Liputan6.com, Jakarta - Penggunaan rokok serta dampak buruk yang dihasilkan masih menjadi pembahasan nasional bahkan internasional. Pembahasan tersebut tampaknya akan terus bertambah dengan munculnya tren baru, yaitu rokok elektronik.
Menurut Kementerian Kesehatan Republik Indonesia, rokok elektronik merupakan salah satu Hasil Produk Tembakau Lain (HPTL) atau sintetiknya dengan atau tanpa nikotin dan penambah rasa yang digunakan dengan cara menghisap uap pemanas atau cairan dari alat pemanas elektronik.
Advertisement
Bentuk dari rokok elektronik tersebut juga beragam. Mulai dari vape, pod, vapour, electrosmoke dan lain sebagainya.
Kepopuleran produk tembakau ini ternyata sudah mencapai kepada anak-anak dan remaja. Direktur P2PTM (Pencegahan dan Pengendalian Penyakit Tidak Menular) Kementerian Kesehatan, Eva Susanti, S. Kp., M.Kes menyampaikan adanya kenaikan secara signifikan dalam penggunaan rokok elektrik di Indonesia.

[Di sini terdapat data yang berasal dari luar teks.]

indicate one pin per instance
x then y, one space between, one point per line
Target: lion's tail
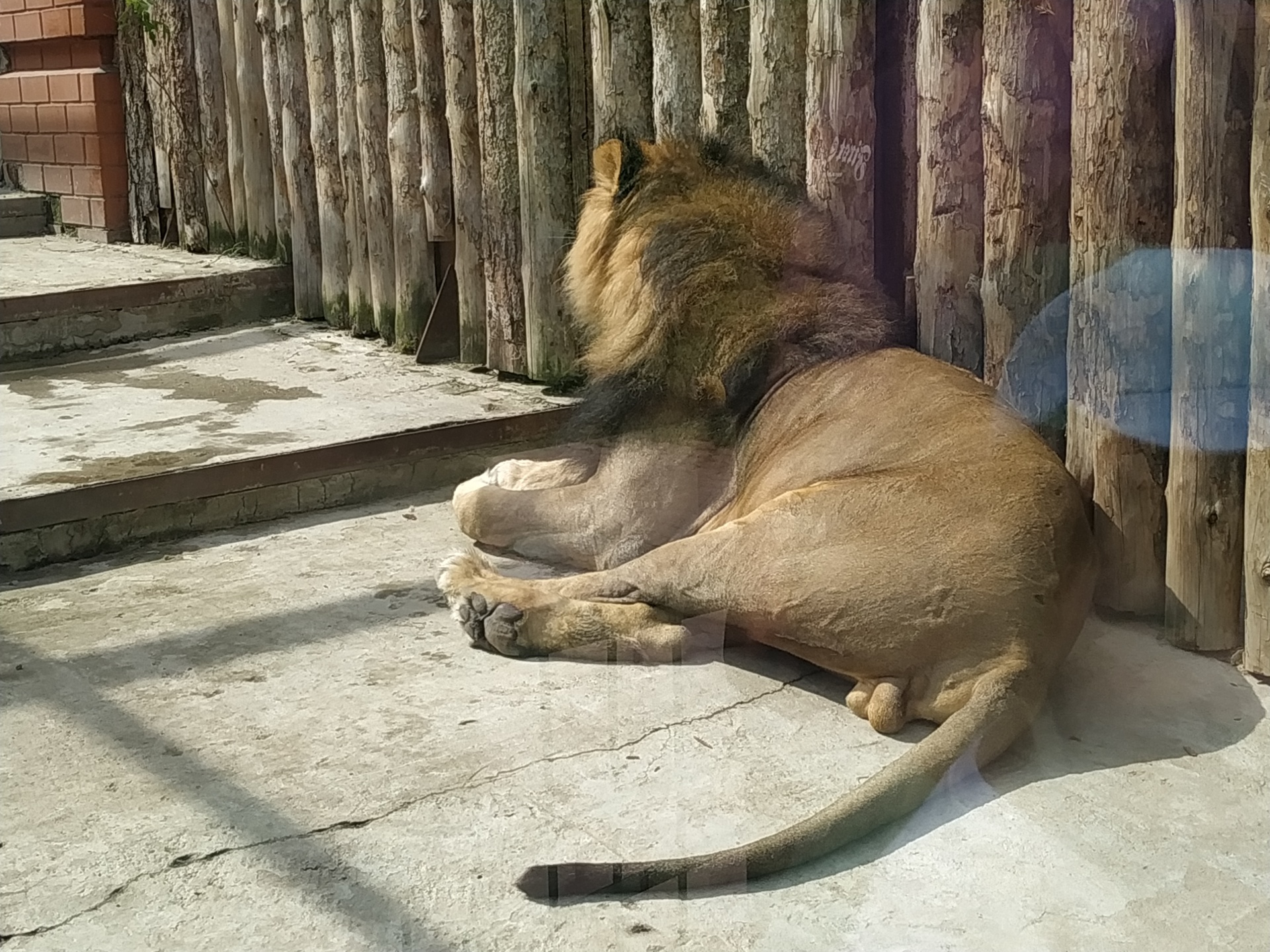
1001 706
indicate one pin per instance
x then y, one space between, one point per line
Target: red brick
51 117
22 118
64 87
34 89
56 23
13 146
40 149
69 149
31 178
26 26
75 211
58 178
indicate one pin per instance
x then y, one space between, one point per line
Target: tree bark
372 124
494 26
361 309
778 85
415 281
324 140
460 48
1212 287
138 126
676 31
545 140
435 138
262 226
181 127
233 121
949 257
1256 502
206 40
266 23
1119 329
621 38
726 71
1028 190
841 122
298 155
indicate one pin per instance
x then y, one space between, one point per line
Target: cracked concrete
275 738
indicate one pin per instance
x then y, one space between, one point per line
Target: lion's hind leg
523 617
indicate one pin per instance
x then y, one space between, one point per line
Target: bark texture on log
219 197
266 23
262 226
545 139
429 69
676 31
726 71
415 280
1212 287
178 106
1028 190
494 26
372 124
621 38
841 124
298 155
1118 347
1256 502
778 85
233 121
461 118
361 307
324 140
130 55
949 255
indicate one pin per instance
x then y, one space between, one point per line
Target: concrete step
167 438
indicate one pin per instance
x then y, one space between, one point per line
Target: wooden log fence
1071 198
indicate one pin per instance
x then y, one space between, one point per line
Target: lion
755 441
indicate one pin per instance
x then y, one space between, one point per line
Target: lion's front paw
492 626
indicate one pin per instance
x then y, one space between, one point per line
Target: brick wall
62 111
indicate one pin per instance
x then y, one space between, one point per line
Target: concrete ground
276 739
153 407
42 266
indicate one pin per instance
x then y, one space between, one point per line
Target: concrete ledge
45 325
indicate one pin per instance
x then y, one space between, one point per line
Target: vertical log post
778 85
298 155
262 226
545 147
841 122
372 124
460 48
435 138
206 37
415 281
267 34
178 106
324 140
1256 502
621 63
361 307
138 125
494 26
1212 287
676 31
1028 190
949 255
726 71
1119 310
233 121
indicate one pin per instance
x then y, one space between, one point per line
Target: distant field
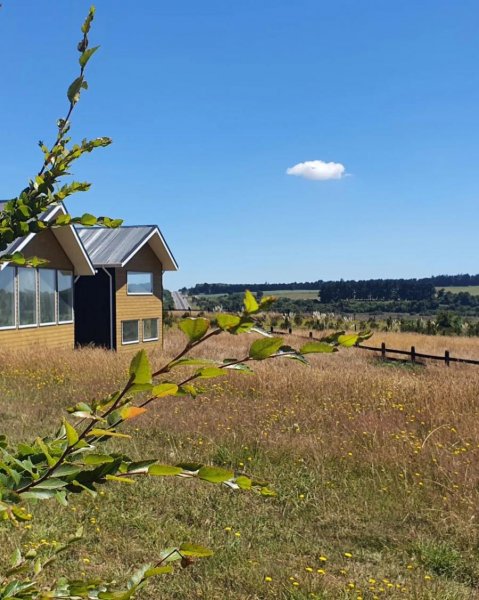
293 294
471 289
375 467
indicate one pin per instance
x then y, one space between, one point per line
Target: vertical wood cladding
43 245
138 307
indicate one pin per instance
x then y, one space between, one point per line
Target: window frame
150 273
14 326
55 299
145 339
19 314
58 297
137 341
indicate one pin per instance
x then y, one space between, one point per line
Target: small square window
139 283
150 330
129 332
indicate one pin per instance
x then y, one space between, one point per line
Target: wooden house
100 286
36 304
121 306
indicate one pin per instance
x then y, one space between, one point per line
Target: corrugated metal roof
11 248
110 247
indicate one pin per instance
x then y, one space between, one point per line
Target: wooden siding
43 245
138 307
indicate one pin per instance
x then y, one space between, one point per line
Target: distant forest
333 291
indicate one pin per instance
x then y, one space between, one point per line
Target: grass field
375 466
471 289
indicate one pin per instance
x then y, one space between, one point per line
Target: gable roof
116 247
66 236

"Adanya peningkatan yang signifikan 10 kali lipat penggunaan rokok elektronik. Dari 0,3 persen menjadi 3,0 persen. Jadi kemungkinan ada kecenderungan anak-anak mengalihkan penggunaan rokok konvensional kepada rokok elektronik," tuturnya dalam acara Temu Media Hari Tanpa Tembakau Sedunia 2024 di Jakarta (29/5/2024).
Mengenai rentang usia perokok (konvensional dan elektrik) di Indonesia yang paling tinggi adalah usia 15-19 tahun dengan 56,5 persen. Lalu, usia 10-14 tahun sebanyak 18,4 persen dan usia 13-15 tahun sebanyak 19,2 persen.
"Kita dihadapkan dengan bahaya pertumbuhan perokok aktif di Indonesia ini karena gencarnya pemasaran produk di kalangan masyarakat, terutama anak remaja," lanjut Eva.
Eva menggarisbawahi tren atau popularitas dari berbagai macam produk tembakau menjadi faktor utama dari meningkatnya prevalensi anak remaja yang merokok di Indonesia.
Jumlah Perokok Anak di Indonesia Sama dengan Banyak Populasi Singapura
Indonesia merupakan negara dengan jumlah populasi yang luar biasa besar. Begitu pula dengan populasi anak-anak di dalamnya. Namun siapa sangka, terdapat sebuah fakta yang mengejutkan mengenai angka anak yang merokok di Indonesia.
"Karena memang populasi kita itu tinggi, termasuk juga populasi anak, tentu ini (anak yang merokok) angkanya sangat besar. Jumlah perokok anak kita itu sama besarnya dengan penduduk Singapura," jelas Eva dengan nada prihatin.
Hal ini menjadi alarm untuk seluruh lapisan masyarakat bahwa kita harus bersama-sama berusaha menurunkan angka tersebut.
Eva menjelaskan lebih jauh apabila hal ini tidak ditindak lanjuti secepatnya, ia khawatir Indonesia tidak akan siap menghadapi bonus demografi pada tahun 2030 mendatang.
Advertisement
Banyak Dipengaruhi Oleh Internet dan Iklan di Media Sosial
Peningkatan signifikan pada angka perokok anak di Indonesia, khususnya pada rokok elektronik tidak jauh dari efek internet dan iklan di media sosial.
Eva mengatakan bahwa anak-anak yang belum matang secara mental lebih mudah untuk terpengaruh saat menyelami internet dan media sosial.
"Kalau kita melihat hasil survey, ternyata memang paparan iklan kemudian informasi-informasi yang salah di internet itu mempengaruhi sekitar 60 persen anak untuk merokok."
Hal ini pastinya akan diperparah apabila anak-anak tidak mendapatkan pendampingan dari orangtua saat menggunakan internet dan media sosial.